Actually, it is momentum, sorta. Galilean 3D momentum isn't conserved under special relativity. The energy-momentum four-vector, however, is, under all lorentz-transformed frames.
So in some sense energy is momentum in the time direction (though it's not a Euclidean 4D space, so beware of assumptions). For an object at rest, this becomes its E=mc² equivalence. Kinetic energy is just a straightforward "rotation" of the frame.
If you use the right formula for calculating it (which approximates p=mv at low speeds), momentum is actually conserved in special relativity, and so is energy.
However: Energy and momentum are not invariant under changes of reference frame, though the magnitude of the energy-momentum 4-vector is invariant between frames.

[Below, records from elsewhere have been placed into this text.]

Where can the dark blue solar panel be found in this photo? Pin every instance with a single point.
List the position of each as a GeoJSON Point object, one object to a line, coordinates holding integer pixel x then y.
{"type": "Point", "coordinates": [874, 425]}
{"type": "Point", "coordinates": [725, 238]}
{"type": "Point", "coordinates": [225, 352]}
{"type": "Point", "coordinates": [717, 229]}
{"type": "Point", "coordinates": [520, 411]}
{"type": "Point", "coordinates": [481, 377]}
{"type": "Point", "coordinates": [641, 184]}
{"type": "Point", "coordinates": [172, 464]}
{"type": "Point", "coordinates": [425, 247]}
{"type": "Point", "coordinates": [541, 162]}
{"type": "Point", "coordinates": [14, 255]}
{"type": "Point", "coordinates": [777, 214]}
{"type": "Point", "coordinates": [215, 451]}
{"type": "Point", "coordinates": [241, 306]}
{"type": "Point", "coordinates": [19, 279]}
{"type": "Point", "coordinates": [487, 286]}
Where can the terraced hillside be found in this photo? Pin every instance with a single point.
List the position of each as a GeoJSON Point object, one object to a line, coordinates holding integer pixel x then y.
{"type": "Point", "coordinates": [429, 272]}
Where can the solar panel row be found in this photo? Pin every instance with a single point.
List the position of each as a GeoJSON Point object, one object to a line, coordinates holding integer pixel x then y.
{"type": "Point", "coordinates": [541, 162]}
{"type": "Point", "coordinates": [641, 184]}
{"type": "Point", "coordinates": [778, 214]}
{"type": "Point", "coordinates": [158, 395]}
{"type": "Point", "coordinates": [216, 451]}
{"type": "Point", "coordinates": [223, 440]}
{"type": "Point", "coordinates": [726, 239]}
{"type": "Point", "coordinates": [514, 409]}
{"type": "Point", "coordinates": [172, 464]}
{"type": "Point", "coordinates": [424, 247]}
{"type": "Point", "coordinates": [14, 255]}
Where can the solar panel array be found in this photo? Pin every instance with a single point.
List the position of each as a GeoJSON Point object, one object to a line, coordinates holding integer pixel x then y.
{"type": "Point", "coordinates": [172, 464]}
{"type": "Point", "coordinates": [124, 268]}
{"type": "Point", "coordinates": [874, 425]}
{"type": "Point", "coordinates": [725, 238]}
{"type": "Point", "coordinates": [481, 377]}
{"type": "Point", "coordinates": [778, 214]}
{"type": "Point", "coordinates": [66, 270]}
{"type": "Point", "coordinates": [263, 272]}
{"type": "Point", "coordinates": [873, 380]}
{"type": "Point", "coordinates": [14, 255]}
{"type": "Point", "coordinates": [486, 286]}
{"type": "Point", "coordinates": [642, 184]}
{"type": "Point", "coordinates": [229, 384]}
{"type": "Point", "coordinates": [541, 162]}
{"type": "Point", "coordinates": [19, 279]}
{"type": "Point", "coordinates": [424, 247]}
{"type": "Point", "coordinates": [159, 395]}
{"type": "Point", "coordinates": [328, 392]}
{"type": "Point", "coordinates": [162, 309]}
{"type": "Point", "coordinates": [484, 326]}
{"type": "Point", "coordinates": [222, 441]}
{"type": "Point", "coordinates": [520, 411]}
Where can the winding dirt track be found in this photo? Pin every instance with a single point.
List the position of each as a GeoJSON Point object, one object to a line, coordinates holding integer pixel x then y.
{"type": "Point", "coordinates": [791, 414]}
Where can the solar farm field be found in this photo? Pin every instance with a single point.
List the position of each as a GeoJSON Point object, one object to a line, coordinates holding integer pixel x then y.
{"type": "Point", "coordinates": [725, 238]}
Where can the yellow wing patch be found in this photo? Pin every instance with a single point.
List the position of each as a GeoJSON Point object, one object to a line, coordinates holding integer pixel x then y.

P=mv (momentum equals mass times velocity)
This is linear.
One small nuance... saying "kinetic energy is just a straightforward rotation of the frame" is close, but it's the total energy that is the time component of the four-momentum and mixes with the spatial momentum under Lorentz transformations. Kinetic energy is the difference between that transformed total energy and the invariant rest energy. So kinetic energy isn't itself a four-vector component, but it arises from how the time component changes when viewed from a different inertial frame.
Original comment is correct, it's not momentum. Work (hence, energy) is integral of force over distance, momentum is integral over time. There's not "sorta" about high school physics.